5. The big data based application failure prediction method according to claim 2, wherein collecting a plurality of historical failure data at a plurality of historical moments in the application failure period to be predicted includes:

the method comprises the steps of collecting historical fault data of fault time when an application to be predicted breaks down, collecting historical fault data of a plurality of historical time points of a first preset time period before the fault time, and collecting historical fault data of a plurality of historical time points of a second preset time period after the fault time, wherein the fault comprises at least one of application running, process blocking and process absence, and the historical fault data comprises at least one of central processing unit utilization rate, memory occupation, disk input and output utilization rate, garbage collection single-time data and garbage collection period data.

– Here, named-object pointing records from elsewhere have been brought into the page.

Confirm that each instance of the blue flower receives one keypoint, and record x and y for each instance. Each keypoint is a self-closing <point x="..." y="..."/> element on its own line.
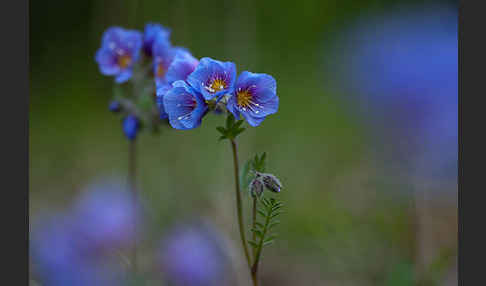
<point x="161" y="91"/>
<point x="151" y="33"/>
<point x="184" y="106"/>
<point x="213" y="78"/>
<point x="163" y="54"/>
<point x="131" y="126"/>
<point x="254" y="97"/>
<point x="114" y="106"/>
<point x="119" y="51"/>
<point x="172" y="64"/>
<point x="74" y="247"/>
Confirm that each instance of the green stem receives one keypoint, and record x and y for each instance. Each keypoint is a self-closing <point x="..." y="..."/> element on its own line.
<point x="254" y="268"/>
<point x="133" y="190"/>
<point x="254" y="221"/>
<point x="238" y="202"/>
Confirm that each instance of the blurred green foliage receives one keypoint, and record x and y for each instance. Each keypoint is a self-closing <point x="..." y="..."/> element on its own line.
<point x="344" y="223"/>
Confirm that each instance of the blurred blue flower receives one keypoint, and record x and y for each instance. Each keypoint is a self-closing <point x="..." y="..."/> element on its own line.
<point x="403" y="67"/>
<point x="163" y="54"/>
<point x="160" y="92"/>
<point x="254" y="97"/>
<point x="152" y="32"/>
<point x="114" y="106"/>
<point x="182" y="66"/>
<point x="213" y="78"/>
<point x="119" y="51"/>
<point x="131" y="126"/>
<point x="184" y="106"/>
<point x="104" y="216"/>
<point x="193" y="255"/>
<point x="74" y="247"/>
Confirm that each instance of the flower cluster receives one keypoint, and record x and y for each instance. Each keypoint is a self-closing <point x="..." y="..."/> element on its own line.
<point x="185" y="88"/>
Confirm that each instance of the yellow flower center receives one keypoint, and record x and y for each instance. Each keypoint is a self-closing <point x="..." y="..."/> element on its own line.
<point x="124" y="61"/>
<point x="243" y="98"/>
<point x="217" y="85"/>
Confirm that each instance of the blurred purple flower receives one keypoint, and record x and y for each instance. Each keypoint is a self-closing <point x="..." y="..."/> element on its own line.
<point x="153" y="32"/>
<point x="193" y="255"/>
<point x="119" y="51"/>
<point x="104" y="216"/>
<point x="403" y="67"/>
<point x="73" y="247"/>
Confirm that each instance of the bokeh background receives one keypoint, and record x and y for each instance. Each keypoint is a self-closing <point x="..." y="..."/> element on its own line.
<point x="365" y="140"/>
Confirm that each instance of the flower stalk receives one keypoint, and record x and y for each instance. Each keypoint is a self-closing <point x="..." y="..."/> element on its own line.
<point x="133" y="190"/>
<point x="239" y="209"/>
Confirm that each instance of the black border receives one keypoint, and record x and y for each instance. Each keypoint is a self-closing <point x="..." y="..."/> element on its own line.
<point x="14" y="116"/>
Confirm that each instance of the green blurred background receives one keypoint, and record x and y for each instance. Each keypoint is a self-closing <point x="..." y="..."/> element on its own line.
<point x="345" y="223"/>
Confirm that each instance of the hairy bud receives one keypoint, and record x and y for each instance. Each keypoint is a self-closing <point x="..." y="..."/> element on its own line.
<point x="271" y="182"/>
<point x="256" y="187"/>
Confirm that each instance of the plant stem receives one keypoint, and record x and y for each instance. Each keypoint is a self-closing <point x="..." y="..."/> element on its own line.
<point x="254" y="268"/>
<point x="254" y="221"/>
<point x="133" y="190"/>
<point x="238" y="202"/>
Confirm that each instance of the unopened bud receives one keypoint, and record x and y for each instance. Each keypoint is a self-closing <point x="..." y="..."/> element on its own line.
<point x="271" y="182"/>
<point x="256" y="187"/>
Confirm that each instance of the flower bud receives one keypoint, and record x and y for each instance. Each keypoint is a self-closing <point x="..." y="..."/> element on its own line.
<point x="271" y="182"/>
<point x="256" y="187"/>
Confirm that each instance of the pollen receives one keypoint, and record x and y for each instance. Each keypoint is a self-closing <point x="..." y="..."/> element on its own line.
<point x="217" y="85"/>
<point x="243" y="98"/>
<point x="124" y="61"/>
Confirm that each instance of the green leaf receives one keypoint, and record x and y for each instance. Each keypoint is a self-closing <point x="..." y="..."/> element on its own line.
<point x="229" y="121"/>
<point x="268" y="242"/>
<point x="253" y="244"/>
<point x="273" y="224"/>
<point x="257" y="232"/>
<point x="221" y="130"/>
<point x="238" y="124"/>
<point x="245" y="175"/>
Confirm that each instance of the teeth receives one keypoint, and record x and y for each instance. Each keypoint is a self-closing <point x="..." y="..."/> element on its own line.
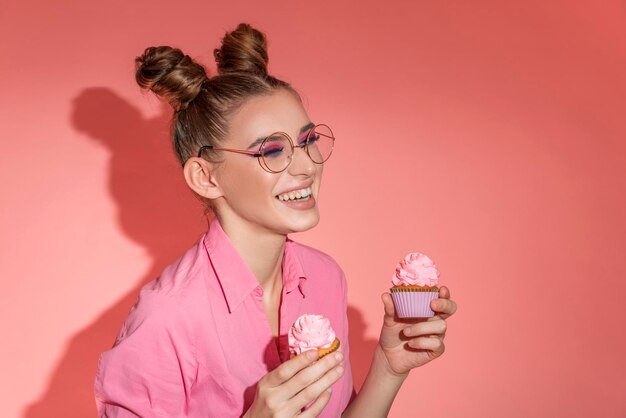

6. The big data based application failure prediction method of any of claims 1-5, wherein training a pre-set base prediction model with the training data set comprises:

predicting each history log data in the training data set through the preset basic prediction model to obtain an initial prediction result, wherein the initial prediction result comprises at least one initial fault result at a prediction moment, and the prediction moment is later than the history moment of the history log data;

determining a target loss function according to the labeling result of each history log data and the initial prediction result;

and training the preset basic prediction model according to the target loss function.

7. The big data based application failure prediction method of claim 6, wherein the initial prediction results include initial failure results at least two prediction moments, and the application failure prediction model is used to predict failure prediction results of at least two future moments of the application to be predicted in a future time period.

8. An application failure prediction apparatus based on big data, the apparatus comprising:

the acquisition module is used for acquiring current log data of the application to be predicted;

the result prediction module is used for inputting the current log data into an application fault prediction model to obtain a fault prediction result of the application to be predicted;

the model training module is used for collecting the historical log data of the plurality of historical moments of the application to be predicted, and labeling the historical log data to obtain labeling results of the historical log data, wherein the labeling result of at least one of the historical log data is a fault, the labeled historical log data is used as a training data set, and the training data set is used for training a preset basic prediction model to obtain an application fault prediction model for predicting the fault prediction result of the application to be predicted in a future time period.

9. An application failure prediction apparatus based on big data, the apparatus comprising:

one or more processors;

storage means for storing one or more programs which, when executed by the one or more processors, cause the apparatus to implement the method of any of claims 1 to 7.

10. A computer-readable storage medium, having stored thereon a computer program which, when executed by a processor of a computer, causes the computer to perform the method of any of claims 1 to 7.